China has barred two co-founders of AI startup Manus — CEO Xiao Hong and Chief Scientist Ji Yichao — from leaving the country as part of an investigation into Meta’s reported $2 billion acquisition of the company. The travel restriction, reported on March 25, signals Beijing’s increasing willingness to intervene in cross-border AI deals that could transfer Chinese AI talent and technology to American companies.
Manus developed autonomous AI agent technology that attracted Meta’s interest as the company expands its AI capabilities for its social media platforms and metaverse initiatives. Mark Zuckerberg reportedly pursued the acquisition to acquire both the technology and the research team behind it. The deal structure reportedly included provisions for the founders and key researchers to relocate to Meta’s offices in the United States.

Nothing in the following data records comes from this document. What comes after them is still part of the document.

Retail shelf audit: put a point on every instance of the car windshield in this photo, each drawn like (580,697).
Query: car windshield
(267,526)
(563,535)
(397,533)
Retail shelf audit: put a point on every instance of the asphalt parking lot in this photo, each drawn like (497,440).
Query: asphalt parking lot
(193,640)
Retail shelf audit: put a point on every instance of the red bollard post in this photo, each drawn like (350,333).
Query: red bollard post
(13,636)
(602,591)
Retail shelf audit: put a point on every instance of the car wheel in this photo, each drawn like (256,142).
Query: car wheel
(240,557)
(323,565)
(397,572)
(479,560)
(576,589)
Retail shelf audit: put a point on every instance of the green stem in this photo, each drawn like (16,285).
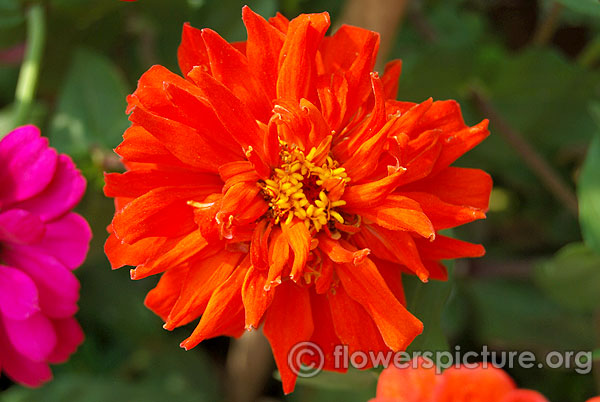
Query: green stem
(28,76)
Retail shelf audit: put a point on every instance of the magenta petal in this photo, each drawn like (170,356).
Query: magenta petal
(27,164)
(67,239)
(70,337)
(58,288)
(61,195)
(18,294)
(21,227)
(20,368)
(33,337)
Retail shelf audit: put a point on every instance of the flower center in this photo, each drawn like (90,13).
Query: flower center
(303,187)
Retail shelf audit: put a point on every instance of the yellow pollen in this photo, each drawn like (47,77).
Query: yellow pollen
(297,177)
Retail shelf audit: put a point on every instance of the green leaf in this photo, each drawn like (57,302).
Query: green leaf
(588,7)
(589,197)
(91,106)
(517,314)
(572,277)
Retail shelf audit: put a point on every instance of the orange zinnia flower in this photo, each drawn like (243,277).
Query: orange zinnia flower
(419,382)
(280,183)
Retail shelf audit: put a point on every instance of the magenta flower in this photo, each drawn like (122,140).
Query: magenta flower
(41,242)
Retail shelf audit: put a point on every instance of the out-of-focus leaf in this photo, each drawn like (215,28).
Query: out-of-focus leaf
(427,301)
(353,386)
(589,196)
(588,7)
(513,314)
(572,277)
(91,106)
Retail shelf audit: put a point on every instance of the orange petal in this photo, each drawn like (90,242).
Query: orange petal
(256,299)
(279,252)
(162,212)
(400,245)
(203,280)
(371,193)
(179,253)
(298,237)
(353,324)
(191,51)
(391,75)
(446,248)
(138,182)
(259,249)
(288,322)
(365,285)
(526,395)
(324,333)
(351,52)
(232,112)
(323,281)
(334,250)
(398,213)
(120,254)
(413,383)
(224,314)
(392,274)
(163,297)
(262,49)
(458,143)
(140,146)
(473,384)
(280,22)
(296,60)
(458,186)
(442,214)
(183,141)
(230,67)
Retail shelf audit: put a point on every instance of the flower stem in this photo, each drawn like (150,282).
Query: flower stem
(548,176)
(28,76)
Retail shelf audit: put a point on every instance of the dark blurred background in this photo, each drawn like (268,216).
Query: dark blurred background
(532,67)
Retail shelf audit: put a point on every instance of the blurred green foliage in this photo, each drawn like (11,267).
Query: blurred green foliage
(537,289)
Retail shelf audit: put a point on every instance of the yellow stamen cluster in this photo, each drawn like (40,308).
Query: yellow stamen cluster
(286,188)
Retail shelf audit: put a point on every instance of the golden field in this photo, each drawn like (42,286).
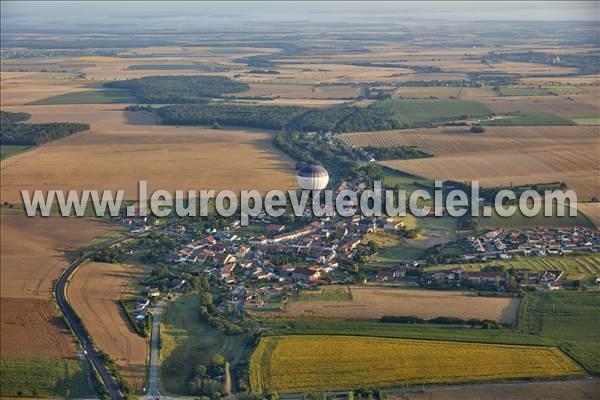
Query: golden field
(502,155)
(373,302)
(122,148)
(94,292)
(294,364)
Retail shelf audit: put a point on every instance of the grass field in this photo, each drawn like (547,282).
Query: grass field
(502,156)
(326,293)
(570,319)
(586,265)
(523,91)
(187,341)
(373,302)
(292,364)
(43,377)
(94,292)
(10,150)
(519,221)
(412,112)
(103,96)
(564,89)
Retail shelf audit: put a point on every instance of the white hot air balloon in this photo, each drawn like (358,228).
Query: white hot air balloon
(313,177)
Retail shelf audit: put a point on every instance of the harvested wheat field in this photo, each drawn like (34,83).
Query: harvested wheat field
(560,105)
(583,389)
(376,302)
(296,364)
(302,91)
(33,250)
(501,156)
(34,328)
(94,293)
(590,210)
(32,257)
(450,140)
(119,150)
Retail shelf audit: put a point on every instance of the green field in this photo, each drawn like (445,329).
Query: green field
(587,266)
(411,112)
(103,96)
(570,319)
(326,293)
(519,221)
(523,91)
(187,341)
(526,119)
(10,150)
(43,377)
(587,121)
(280,326)
(564,89)
(177,67)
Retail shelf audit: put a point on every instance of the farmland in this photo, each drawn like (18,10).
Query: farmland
(94,292)
(571,389)
(585,265)
(118,152)
(187,341)
(11,150)
(39,346)
(528,154)
(292,364)
(43,377)
(522,91)
(104,96)
(570,319)
(376,302)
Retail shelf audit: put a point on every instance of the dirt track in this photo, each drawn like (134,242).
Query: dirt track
(94,293)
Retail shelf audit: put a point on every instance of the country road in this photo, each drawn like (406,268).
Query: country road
(77,327)
(153,387)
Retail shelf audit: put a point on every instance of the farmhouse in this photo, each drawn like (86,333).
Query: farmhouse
(293,234)
(391,274)
(306,274)
(482,276)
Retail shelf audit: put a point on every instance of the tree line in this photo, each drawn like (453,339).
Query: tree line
(13,132)
(179,89)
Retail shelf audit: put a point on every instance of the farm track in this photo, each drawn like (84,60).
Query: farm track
(98,288)
(73,320)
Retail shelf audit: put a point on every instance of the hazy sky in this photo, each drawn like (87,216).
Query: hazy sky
(187,14)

China’s intervention reflects escalating tensions over AI talent flows between the two countries. While US export controls restrict hardware flowing to China, Beijing is increasingly focused on preventing the reverse: Chinese AI researchers and entrepreneurs leaving for American companies. The Manus case establishes a precedent that Chinese authorities will use travel restrictions to block acquisitions that would relocate AI expertise abroad.
For the global AI industry, the incident adds a new dimension to US-China technology competition. Previous friction centered on chip exports and model access. The Manus case introduces personnel mobility as a contested domain — one where neither country has clear legal frameworks and both have strong incentives to act unilaterally. AI researchers with dual US-China exposure now face the possibility that their career mobility is subject to geopolitical approval.
Meta has not publicly commented on the status of the acquisition. If the deal collapses due to Chinese government intervention, it would be the most significant blocked AI transaction since the US blocked the Broadcom-Qualcomm merger in 2018, though the mechanism — exit controls rather than investment review — is novel. The outcome will influence how future cross-border AI acquisitions are structured, particularly those involving Chinese AI companies with founders who are Chinese nationals.